Domenica Papa Francesco aveva già avuto parole di conforto per le popolazioni di Toscana e Lazio duramente colpiti dal maltempo. Anche oggi durante l'udienza generale le sue ultime parole sono di preghiera per le persone oppresse. Il Papa è da sempre vicino ai più deboli e non manca mai di dire una parola di conforto a chi soffre. Tutti ricorderemo i baci e le carezze che dispensa agli ammalati durante le varie omelie. Infatti non di rado fa fermare l'auto per scendere a dare una manifestazione d'affetto per chi è malato. Anche il suo discorso in italiano al momento del commiato era un saluto ed un incoraggiamento per la gente di Roma e Toscana.

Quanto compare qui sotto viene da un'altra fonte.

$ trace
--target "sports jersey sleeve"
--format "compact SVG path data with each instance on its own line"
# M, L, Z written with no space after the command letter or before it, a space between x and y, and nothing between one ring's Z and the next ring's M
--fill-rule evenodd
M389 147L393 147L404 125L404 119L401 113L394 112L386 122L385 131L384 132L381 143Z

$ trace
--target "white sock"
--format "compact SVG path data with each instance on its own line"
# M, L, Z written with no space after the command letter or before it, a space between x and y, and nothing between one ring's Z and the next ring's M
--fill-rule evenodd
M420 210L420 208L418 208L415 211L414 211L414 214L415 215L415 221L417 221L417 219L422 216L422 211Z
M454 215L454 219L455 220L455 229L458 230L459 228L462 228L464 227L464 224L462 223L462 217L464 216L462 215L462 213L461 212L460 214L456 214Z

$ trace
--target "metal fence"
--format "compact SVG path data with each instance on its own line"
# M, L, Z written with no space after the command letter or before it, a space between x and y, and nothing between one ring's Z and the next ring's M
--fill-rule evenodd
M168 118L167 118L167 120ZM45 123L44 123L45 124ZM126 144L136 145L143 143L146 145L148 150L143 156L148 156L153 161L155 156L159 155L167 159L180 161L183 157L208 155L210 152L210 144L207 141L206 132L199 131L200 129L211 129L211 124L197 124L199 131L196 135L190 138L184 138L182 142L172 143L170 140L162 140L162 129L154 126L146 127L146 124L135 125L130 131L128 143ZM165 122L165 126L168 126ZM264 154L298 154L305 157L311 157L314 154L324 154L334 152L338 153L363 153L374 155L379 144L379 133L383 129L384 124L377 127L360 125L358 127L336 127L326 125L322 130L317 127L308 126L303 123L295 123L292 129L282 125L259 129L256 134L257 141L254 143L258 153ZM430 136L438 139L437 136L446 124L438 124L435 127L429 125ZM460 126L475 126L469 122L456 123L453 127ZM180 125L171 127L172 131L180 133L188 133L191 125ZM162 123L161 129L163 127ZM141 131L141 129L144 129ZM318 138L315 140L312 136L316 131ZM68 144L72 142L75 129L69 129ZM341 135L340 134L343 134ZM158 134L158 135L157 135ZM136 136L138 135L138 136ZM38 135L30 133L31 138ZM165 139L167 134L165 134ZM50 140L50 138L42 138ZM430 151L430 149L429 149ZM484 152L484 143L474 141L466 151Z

L'udienza generale si è svolta sotto una pioggia battente e lui scherzosamente ha rassicurato i presenti sulla sorte degli ammalati che non erano presenti ma messi a riparo in un altra aula ed aveva potuto salutarli prima di iniziare l'omelia. Papa Bergoglio ha ricordato che "i fratelli e sorelle che soffrono le conseguenze di tanta pioggia a Roma e in Toscana, possano avere il nostro amore e la nostra solidarietà". Queste le parole del Papa che è sempre più vicino al popolo cattolico, ma non nuovo ad affermazioni del genere. Infatti, già domenica durante Angelus, davanti ad una piazza stracolma di fedeli provenienti da tutto il mondo aveva espresso parole di solidarietà per le vittime del maltempo in Italia.

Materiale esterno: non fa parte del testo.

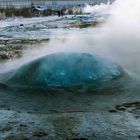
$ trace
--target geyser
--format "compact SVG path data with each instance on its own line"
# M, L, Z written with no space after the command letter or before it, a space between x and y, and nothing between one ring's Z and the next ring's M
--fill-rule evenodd
M98 85L120 74L119 66L97 55L54 53L21 66L7 83L39 88Z

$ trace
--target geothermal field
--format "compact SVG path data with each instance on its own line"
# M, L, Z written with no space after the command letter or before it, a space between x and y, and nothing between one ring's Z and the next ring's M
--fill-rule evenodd
M0 140L139 140L139 60L139 0L0 0Z

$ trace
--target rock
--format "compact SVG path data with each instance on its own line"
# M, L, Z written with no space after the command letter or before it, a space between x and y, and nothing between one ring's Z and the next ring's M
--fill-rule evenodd
M78 137L78 138L68 138L67 140L89 140L88 138Z
M87 53L54 53L16 70L7 81L25 87L73 87L100 85L121 75L120 67Z

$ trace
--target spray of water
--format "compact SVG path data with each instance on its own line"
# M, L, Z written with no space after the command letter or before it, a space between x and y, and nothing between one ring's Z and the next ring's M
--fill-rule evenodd
M86 10L92 11L93 14L95 9L100 9L96 10L100 13L109 8L110 17L102 27L82 31L73 30L68 34L61 29L56 33L57 39L51 38L49 43L42 44L39 51L38 48L32 51L26 50L25 57L18 60L16 64L19 62L23 64L53 52L89 52L111 59L129 73L138 75L140 73L140 1L116 0L112 5L99 5L99 7L94 7L93 10L91 7L86 7Z

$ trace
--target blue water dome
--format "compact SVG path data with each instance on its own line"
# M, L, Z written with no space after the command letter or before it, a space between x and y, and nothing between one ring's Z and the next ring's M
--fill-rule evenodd
M120 76L118 65L88 53L53 53L24 64L8 84L24 87L100 85Z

All'omelia aveva partecipato tantissima gente in quanto era la Giornata della Vita e anche su questo delicato tema aveva detto "ai genitori di accogliere e curare la nuova vita nel grembo materno, con fiducia ed amore avendone rispetto". In questo occasione ha ringraziato le varie diocesi, i vescovi italiani, i docenti universitari ed animatori che professano i diritti alla vita. Infine le ultime parole per gli alluvionati. "Cari fratelli e sorelle vi sono tanto vicino".